My 5 year old son came home from school with a challenging question this week. On Monday he asked me wife what Halloween is and if we celebrate it.
Our son goes to a good Jewish day school with a very diverse group of students. In his class are kids from all types of homes on the religious observance spectrum. Apparently some of his classmates celebrate Halloween and brought it up in class. From my wife’s report, the teacher handled the question well and moved on quickly to other activities.
Halloween seems to have originated from Pagan customs and we decided early on in our marriage that we didn’t see the need to celebrate it with our kids. On Purim, we dress up in funny costumes and eat candy, so we didn’t feel like we were depriving them. As a quick note, before I became religious I used to have huge Halloween parties and would really go all out. The flip side is that back then I didn’t have a clue what Purim was.
That being said, when a 5 year old asks a question, it requires a simple answer, but it also requires the parent to clarify their reasons for doing certain things in basic terms.
My wife told my son that on Halloween is a non Jewish holiday where people dress up in scary costumes and they go around and ask people for candy. That’s the treat. Once in a while, someone will give something or do something less then desirable and that’s the trick. It’s always tough for a child to understand why a lot of Jews do things that are not in accordance with Jewish laws and tradition. We try to explain that many Jews were brought up in homes where they didn’t learn Torah and it’s out job to be an example for what Torah Jew should be. For Jews, we celebrate Purim.
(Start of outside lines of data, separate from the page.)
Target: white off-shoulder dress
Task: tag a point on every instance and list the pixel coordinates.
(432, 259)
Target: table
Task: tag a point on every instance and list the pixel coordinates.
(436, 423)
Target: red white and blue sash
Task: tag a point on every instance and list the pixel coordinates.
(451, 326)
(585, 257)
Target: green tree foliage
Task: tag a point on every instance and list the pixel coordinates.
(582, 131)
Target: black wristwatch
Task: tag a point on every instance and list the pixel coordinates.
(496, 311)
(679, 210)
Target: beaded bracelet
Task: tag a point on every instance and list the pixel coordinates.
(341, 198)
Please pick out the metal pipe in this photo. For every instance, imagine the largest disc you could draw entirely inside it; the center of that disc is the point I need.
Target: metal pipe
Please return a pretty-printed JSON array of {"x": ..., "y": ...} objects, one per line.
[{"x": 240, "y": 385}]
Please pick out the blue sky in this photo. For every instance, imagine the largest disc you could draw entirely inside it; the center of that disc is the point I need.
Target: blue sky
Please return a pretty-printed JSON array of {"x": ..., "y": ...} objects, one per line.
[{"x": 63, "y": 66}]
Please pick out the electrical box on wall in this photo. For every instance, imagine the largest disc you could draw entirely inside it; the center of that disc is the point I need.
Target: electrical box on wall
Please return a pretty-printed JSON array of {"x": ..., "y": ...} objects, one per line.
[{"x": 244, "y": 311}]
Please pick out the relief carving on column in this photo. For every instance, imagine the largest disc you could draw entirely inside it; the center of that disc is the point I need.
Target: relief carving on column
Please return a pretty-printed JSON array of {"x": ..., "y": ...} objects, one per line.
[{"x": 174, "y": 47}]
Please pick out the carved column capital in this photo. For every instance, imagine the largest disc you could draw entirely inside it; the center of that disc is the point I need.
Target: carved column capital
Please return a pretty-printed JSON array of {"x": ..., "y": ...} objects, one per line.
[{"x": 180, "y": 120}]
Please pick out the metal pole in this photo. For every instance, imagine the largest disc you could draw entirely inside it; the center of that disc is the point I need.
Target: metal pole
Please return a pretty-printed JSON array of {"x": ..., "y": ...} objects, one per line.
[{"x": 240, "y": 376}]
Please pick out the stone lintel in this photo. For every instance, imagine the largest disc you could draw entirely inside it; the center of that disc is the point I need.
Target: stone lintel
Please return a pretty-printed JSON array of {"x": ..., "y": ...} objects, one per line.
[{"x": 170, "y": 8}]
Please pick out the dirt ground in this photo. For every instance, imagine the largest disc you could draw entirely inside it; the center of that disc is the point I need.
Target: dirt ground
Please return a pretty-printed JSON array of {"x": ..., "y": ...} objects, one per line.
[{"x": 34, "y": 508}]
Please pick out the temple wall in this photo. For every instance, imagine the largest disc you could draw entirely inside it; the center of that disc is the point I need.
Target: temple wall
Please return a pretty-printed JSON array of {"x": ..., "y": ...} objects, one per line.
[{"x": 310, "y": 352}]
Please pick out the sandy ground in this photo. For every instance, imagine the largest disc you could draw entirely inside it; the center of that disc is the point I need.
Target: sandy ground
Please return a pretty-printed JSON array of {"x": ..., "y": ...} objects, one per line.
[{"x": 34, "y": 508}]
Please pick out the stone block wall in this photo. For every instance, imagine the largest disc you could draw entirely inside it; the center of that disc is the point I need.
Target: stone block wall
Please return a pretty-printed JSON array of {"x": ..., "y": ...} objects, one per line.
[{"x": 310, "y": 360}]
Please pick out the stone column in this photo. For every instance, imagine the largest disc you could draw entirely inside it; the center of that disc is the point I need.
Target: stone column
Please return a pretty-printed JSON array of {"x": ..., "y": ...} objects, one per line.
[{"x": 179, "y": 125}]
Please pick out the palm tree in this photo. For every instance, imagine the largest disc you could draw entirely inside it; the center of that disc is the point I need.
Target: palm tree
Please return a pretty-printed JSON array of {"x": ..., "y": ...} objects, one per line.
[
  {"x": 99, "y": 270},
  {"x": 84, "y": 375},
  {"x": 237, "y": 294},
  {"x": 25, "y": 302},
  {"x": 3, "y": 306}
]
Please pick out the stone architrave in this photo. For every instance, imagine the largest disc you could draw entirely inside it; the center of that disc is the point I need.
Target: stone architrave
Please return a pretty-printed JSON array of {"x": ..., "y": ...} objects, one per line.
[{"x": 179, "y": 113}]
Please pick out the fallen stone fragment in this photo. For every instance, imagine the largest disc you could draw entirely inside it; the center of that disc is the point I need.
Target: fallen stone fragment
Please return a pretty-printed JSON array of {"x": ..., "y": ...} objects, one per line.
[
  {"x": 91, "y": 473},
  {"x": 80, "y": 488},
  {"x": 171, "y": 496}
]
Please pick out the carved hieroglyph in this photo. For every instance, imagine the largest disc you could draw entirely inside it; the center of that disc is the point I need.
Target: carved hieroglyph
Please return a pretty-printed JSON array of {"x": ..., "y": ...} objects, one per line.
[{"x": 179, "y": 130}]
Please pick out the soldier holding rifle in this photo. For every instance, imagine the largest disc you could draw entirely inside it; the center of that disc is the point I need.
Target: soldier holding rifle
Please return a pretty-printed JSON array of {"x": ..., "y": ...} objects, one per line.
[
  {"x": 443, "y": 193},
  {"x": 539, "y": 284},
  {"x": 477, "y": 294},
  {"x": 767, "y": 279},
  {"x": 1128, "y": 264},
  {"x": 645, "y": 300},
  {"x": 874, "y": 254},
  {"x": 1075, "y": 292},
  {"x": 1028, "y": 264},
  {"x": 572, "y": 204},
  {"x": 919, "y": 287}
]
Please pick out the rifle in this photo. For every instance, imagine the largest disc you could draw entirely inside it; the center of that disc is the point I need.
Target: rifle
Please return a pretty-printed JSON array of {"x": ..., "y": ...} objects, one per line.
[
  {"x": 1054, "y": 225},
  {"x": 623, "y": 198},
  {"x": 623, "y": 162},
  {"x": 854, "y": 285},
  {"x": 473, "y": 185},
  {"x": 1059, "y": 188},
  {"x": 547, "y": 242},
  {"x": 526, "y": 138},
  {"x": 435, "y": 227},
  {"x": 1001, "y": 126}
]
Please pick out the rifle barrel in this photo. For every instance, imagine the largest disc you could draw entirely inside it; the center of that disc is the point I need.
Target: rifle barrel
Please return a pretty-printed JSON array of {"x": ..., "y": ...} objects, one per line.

Even though Purim may look similar to Halloween at a glance, it’s actually it’s polar opposite. On Purim, we don’t dress up in scary costumes and try to make people frightened. We dress up in silly costumes and try to make people laugh. We don’t go to other people’s houses and take candy. We go there and give them Shalach Manot (baskets of food which traditionally have candy in them.) We also give extra money to the poor so they can celebrate with us, along with inviting friends to a festive meal. The essence of Halloween seems to be to take… either candy or if you really do scare someone, their peace of mind. The essence of Purim is to give.
At a class given by Rabbi Kelemen many years ago, I remember that he taught the route word for the Hebrew word for love was “to give” and the essence of loving is giving.
In the weekly Torah portion Lech Lecha, Abraham fights a war against 4 mighty kings who attacked 5 kings and captured Abraham’s nephew
Lot in the process. After Abraham beat the 4 kings, the other 5 kings, who had been vanquished, offered Abraham to keep the spoils of war that he captured. Abraham did not keep anything for himself. The only items that he did take, he gave to the priest of G-d, Malchi Tzedek, as an offering to G-d and to thank him for helping him achieve victory and save his nephew.
Traditionally, the Rabbis consider Abraham the epitome of loving kindness and we learn a great deal from him. As the father of the Jewish people, he taught us that the focal point of being a Jew is to give… not just with money, but also our time and dedication. Through this giving, we’ll reach the core of loving kindness and will actually receive more than we could ever have hoped for.